Why are sanctions violent? The logic of it is pretty straightforward: Humans require basic necessities to live; if we have too few of these necessities, we die or our quality of life will fall dramatically. Thus, if some person or group purposefully blocks another’s access to these necessities, the former causes the death, impoverishment or starvation of the latter. You don’t need to pull a trigger or thrust a knife to commit an act of violence; starving someone or depriving them of their means of survival ends with the same outcome.  

This may sound like an oversimplification, but in reality, sanctions truly are that overwhelming. Between 1989 and 1999, the United Nations Security Council, under the guidance of the U.S. and U.K’s imperial pressure imposed a harsh economic and financial embargo on Iraq for the 1990 invasion of Kuwait by President Saddam Hussein. UNSC Resolution 661 established wide-reaching sanctions on the entire country, prohibiting any import, export, or other trade relations between Iraq and UN member states until it withdrew from Kuwait and complied with other demands. UNSCR 665 authorized the use of U.S. and other military naval powers to “halt all inward and outward maritime shipping” to and from Iraq and occupied Kuwait.  

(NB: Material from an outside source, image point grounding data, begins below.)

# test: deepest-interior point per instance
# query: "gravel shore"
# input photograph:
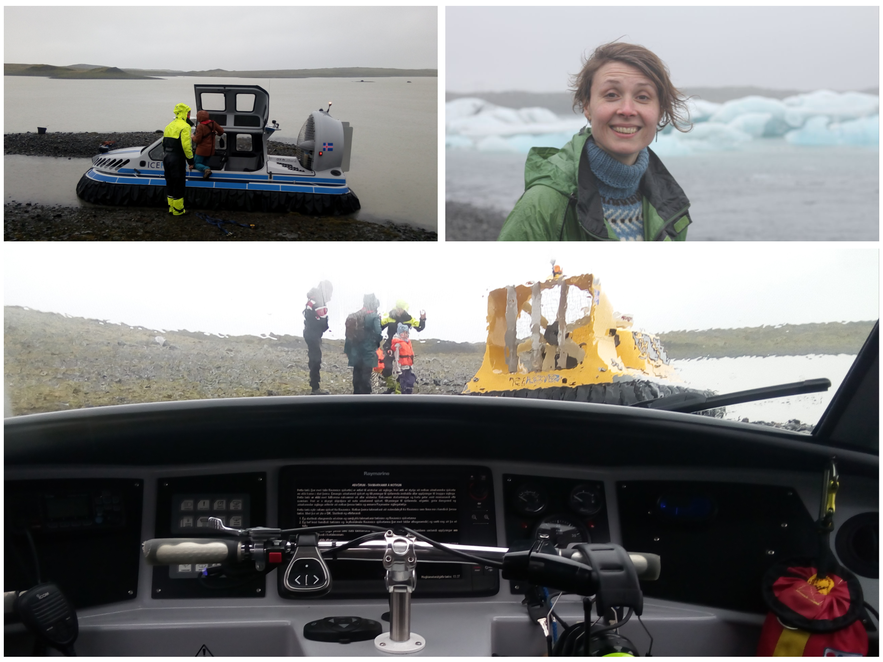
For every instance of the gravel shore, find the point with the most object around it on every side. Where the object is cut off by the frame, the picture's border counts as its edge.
(465, 222)
(25, 221)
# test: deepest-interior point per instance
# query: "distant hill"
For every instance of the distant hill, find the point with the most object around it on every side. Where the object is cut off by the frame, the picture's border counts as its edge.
(93, 71)
(561, 102)
(78, 71)
(785, 340)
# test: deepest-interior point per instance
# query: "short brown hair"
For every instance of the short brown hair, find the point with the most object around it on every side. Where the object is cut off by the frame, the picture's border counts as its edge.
(672, 102)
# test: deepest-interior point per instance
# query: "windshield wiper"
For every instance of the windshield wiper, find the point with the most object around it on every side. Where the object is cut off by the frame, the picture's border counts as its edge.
(692, 401)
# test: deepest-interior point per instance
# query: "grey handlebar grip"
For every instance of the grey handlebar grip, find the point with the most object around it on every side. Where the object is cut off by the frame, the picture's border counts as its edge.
(171, 551)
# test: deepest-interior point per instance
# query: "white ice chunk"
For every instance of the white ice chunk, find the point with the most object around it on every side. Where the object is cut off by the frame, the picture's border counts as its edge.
(751, 104)
(701, 110)
(836, 106)
(754, 124)
(821, 131)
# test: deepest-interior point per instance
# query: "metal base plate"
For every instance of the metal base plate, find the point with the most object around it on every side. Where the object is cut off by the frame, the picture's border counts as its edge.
(414, 644)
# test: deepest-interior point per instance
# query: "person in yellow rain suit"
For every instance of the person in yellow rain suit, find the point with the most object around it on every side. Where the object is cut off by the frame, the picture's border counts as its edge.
(178, 150)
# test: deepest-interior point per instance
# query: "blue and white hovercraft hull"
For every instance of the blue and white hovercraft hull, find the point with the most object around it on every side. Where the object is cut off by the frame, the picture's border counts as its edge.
(244, 176)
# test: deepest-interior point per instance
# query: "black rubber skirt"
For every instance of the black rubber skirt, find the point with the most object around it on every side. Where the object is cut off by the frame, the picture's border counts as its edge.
(617, 393)
(128, 195)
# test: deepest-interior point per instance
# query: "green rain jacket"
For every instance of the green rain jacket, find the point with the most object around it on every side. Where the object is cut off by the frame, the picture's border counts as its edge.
(561, 199)
(179, 130)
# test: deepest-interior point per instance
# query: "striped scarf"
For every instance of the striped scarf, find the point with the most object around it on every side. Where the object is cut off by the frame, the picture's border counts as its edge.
(618, 185)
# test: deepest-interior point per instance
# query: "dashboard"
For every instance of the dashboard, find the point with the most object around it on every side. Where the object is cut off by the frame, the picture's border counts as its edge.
(720, 502)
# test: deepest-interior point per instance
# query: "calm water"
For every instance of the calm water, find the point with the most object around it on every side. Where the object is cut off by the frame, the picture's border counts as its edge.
(769, 190)
(394, 168)
(746, 372)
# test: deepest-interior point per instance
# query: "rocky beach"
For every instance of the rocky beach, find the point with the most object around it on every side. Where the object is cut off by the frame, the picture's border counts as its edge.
(54, 362)
(30, 221)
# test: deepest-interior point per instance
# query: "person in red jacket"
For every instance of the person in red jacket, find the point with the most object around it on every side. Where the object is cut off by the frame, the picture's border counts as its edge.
(204, 141)
(403, 355)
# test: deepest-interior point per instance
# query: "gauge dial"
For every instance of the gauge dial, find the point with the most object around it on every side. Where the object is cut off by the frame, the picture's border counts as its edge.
(562, 531)
(530, 500)
(586, 499)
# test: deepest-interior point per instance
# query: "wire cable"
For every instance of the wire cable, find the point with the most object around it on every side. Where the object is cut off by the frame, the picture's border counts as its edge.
(650, 649)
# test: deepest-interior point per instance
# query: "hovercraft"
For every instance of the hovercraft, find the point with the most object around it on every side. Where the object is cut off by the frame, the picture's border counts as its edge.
(244, 176)
(560, 339)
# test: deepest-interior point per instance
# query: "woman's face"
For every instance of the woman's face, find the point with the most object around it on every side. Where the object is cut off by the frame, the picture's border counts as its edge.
(623, 109)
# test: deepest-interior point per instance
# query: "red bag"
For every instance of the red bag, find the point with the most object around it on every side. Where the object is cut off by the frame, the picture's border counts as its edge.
(812, 617)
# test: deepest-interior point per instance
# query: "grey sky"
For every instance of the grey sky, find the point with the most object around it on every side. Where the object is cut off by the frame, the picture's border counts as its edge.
(534, 49)
(256, 289)
(220, 37)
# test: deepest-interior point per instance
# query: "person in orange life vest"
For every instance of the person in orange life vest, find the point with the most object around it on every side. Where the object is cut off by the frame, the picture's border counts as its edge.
(403, 355)
(396, 316)
(204, 141)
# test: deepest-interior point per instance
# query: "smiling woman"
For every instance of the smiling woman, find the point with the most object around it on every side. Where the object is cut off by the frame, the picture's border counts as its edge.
(606, 184)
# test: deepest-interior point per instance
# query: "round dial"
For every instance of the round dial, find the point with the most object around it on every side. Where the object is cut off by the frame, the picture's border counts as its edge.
(530, 500)
(586, 500)
(562, 531)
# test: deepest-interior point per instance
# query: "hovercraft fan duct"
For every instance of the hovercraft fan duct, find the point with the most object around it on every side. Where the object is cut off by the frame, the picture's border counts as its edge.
(320, 143)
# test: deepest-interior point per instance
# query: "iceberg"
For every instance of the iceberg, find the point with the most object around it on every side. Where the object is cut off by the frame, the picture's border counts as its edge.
(820, 118)
(822, 132)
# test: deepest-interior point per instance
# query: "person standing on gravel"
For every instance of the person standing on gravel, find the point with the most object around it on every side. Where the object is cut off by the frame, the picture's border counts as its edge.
(362, 341)
(177, 151)
(204, 139)
(396, 316)
(315, 324)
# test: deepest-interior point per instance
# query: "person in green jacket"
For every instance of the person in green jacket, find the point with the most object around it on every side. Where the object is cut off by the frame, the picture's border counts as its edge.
(606, 184)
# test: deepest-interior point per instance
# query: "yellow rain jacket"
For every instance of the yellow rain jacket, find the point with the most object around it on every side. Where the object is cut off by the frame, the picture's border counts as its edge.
(178, 132)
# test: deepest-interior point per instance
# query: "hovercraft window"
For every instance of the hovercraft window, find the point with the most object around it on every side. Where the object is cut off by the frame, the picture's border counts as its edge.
(245, 103)
(243, 142)
(213, 101)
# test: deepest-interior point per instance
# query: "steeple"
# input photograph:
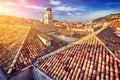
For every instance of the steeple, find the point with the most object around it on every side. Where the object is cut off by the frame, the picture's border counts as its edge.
(48, 18)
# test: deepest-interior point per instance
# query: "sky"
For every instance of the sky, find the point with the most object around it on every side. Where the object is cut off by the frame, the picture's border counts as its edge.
(70, 10)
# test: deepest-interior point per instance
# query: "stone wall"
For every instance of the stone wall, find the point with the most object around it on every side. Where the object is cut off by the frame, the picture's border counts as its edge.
(2, 76)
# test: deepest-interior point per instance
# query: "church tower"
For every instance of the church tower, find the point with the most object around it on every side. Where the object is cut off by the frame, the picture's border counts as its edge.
(48, 18)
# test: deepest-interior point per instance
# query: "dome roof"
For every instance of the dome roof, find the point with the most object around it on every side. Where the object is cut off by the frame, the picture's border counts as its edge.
(49, 9)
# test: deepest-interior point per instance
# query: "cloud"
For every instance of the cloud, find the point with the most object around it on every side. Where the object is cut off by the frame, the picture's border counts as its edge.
(11, 3)
(53, 2)
(69, 8)
(22, 1)
(35, 7)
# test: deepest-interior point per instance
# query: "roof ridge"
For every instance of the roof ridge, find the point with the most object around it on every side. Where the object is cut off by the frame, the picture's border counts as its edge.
(107, 49)
(17, 54)
(90, 35)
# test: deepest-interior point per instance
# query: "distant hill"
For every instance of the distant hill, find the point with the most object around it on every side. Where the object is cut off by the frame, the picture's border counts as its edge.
(107, 18)
(35, 24)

The rapid arrest of nearly all global economic activity with Iraq led to shortages that caused the premature deaths of at least 227,000 children according to some sources, and as many as 500,000 according to others. It should be noted that the collective punishment of all Iraqis for an action authorized by Saddam Hussein is considered a violation of the Geneva Conventions defining war crimes, to which the U.S. is a signatory.  

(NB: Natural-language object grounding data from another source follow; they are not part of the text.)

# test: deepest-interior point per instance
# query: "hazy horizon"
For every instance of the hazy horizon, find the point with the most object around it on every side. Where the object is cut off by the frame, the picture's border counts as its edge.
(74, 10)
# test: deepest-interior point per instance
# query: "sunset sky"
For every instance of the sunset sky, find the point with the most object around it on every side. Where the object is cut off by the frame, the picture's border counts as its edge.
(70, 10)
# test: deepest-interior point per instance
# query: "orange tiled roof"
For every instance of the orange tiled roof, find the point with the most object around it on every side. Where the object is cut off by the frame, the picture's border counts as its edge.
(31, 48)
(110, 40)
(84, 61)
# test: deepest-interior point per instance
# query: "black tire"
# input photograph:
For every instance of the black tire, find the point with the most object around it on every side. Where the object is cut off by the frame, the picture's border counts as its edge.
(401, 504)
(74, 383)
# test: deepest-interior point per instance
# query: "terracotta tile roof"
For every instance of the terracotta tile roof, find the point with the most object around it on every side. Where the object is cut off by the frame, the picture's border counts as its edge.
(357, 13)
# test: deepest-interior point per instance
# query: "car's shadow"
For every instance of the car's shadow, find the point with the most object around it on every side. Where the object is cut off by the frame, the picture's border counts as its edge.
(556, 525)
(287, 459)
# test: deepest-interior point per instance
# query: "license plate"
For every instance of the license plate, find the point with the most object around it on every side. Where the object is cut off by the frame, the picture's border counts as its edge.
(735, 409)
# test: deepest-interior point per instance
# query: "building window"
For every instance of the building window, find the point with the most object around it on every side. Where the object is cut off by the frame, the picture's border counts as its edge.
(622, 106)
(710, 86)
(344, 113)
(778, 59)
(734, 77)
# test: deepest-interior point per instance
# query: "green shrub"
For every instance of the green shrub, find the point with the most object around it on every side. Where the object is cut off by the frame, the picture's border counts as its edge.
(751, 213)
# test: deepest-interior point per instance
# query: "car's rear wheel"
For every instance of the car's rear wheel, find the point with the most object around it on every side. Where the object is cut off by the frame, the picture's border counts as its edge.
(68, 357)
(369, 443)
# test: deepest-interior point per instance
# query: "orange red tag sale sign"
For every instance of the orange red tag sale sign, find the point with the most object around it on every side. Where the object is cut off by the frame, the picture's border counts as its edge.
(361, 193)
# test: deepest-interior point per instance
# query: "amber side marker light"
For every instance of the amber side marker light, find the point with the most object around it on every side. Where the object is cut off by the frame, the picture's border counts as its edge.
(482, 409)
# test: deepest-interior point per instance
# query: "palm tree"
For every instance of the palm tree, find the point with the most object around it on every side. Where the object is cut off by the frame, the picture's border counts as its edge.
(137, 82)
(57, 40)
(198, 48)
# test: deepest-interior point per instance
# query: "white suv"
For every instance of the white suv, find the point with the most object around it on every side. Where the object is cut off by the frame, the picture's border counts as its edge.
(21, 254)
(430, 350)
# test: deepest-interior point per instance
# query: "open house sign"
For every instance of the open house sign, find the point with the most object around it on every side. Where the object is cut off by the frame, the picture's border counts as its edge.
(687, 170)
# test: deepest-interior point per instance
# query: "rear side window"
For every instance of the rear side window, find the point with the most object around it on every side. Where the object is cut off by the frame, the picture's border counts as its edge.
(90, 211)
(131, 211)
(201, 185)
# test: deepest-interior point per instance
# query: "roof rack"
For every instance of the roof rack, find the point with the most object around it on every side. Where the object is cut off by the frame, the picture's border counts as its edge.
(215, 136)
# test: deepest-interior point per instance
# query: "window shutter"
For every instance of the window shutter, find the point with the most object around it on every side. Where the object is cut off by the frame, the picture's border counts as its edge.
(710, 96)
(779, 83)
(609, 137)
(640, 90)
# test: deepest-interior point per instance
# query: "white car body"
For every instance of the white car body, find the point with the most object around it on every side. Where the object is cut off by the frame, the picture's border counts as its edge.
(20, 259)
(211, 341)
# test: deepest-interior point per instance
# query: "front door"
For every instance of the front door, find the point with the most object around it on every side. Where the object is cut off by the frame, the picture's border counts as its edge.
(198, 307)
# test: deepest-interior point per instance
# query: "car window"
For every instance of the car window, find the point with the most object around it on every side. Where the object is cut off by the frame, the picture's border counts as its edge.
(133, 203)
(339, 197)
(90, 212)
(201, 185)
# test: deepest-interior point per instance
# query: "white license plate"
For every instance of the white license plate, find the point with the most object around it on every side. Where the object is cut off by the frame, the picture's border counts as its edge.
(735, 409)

Syria is in no less of a bind under EU and U.S. sanctions. Executive order 13582, signed in 2011 under the Obama administration to put pressure on Syrian President Bashar al-Assad, prohibits any transactions from U.S. persons to Syria, which ipso facto includes aid in the vast majority of the country, as well as interpersonal transactions to friends and family based in Syria. Furthermore, sanctions prevented much humanitarian aid and economic assistance from reaching Syria prior to the earthquake — where a decade of civil war demolished infrastructure and displaced more than 13 million Syrians — worsening the already desperate need to rebuild, not to mention the U.S’ direct role in bombing the country. Underdeveloped infrastructure as a result of the sanctions regime, particularly under Trump-era sanctions, is a critical piece of this equation.  

On Saturday, the U.S. Treasury announced that it would be temporarily lifting sanctions on Syria for 180 days in the aftermath of the earthquake. This is no admirable act on behalf of the U.S; with both Syria and Turkey facing years of reconstruction, anything short of fully lifting sanctions means the continued immiseration of the Syrian people and increased national instability.